The catch: Nifty Next 50 is more volatile in sharp corrections. In a broad market crash, it will fall harder than Nifty 50. If you cannot stomach 25-30% drawdowns, stick with Nifty 50 index funds.
For investors with a 7+ year horizon who want large-cap-adjacent exposure at index-fund cost, a Nifty 50 + Nifty Next 50 index fund combination replaces most active large cap funds at one-third the cost.
What You Should Actually Do
If you currently hold an active large cap fund:
- Check your fund’s 5Y CAGR against the Nifty 50 TRI (approximately 12% as of April 2026)
- Subtract your fund’s expense ratio from its CAGR. If the result is below 12%, your fund is destroying value vs the index
- If your fund is a closet indexer (R-squared > 0.95, overlap > 70%), switch to a Nifty 50 index fund — but check your SIP tax implications before switching
If you are investing fresh:
- Default choice: Nifty 50 index fund (0.09-0.20% ER). You beat 73% of active managers automatically.
- Growth tilt: Add Nifty Next 50 index fund (0.35% ER) for higher return potential at the cost of more volatility.
- Active conviction: Only Nippon India Large Cap has a strong enough track record to justify the fee. But past alpha is not guaranteed to continue.
What not to do:
- Do not buy a large cap fund because your bank RM recommended it. Check the direct vs regular plan cost difference.
- Do not pick based on 1-year returns. Bank of India Large Cap topped 1Y returns (15.78%) with just Rs 210 Cr AUM — that is too small and too short a track record to trust.

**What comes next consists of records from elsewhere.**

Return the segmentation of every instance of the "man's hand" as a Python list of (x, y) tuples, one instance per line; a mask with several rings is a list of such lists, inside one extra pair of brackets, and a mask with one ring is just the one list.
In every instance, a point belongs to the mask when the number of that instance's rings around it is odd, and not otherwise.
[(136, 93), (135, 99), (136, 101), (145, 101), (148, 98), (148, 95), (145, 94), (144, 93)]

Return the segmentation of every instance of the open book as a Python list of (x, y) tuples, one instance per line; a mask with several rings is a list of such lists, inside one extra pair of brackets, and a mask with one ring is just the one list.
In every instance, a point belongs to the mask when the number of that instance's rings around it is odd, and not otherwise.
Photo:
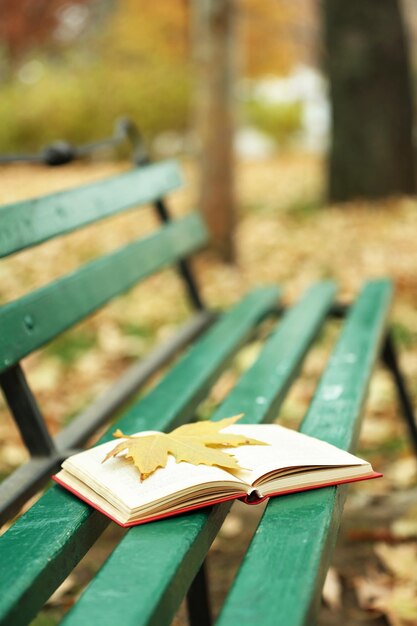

- Do not split across 3-4 large cap funds for “diversification.” They all buy from the same 100 stocks. Two large cap funds give you portfolio overlap, not diversification.
- Do not assume a flexi-cap fund gives you something different — most flexi-cap funds hold 65–84% in large caps, making them closet large-cap funds at higher expense ratios.
Data sources: AMFI daily NAV disclosures, AMC monthly factsheets, SPIVA India Scorecard, SEBI (Mutual Funds) Regulations 2026, Groww, INDmoney, Angel One, Value Research Online. All data as of April 2026 unless noted. Returns are for direct plans. Past performance does not guarantee future results.
This article is for educational purposes. HonestMoney.in does not sell or distribute mutual funds. We have no affiliate partnerships with any AMC or platform mentioned above.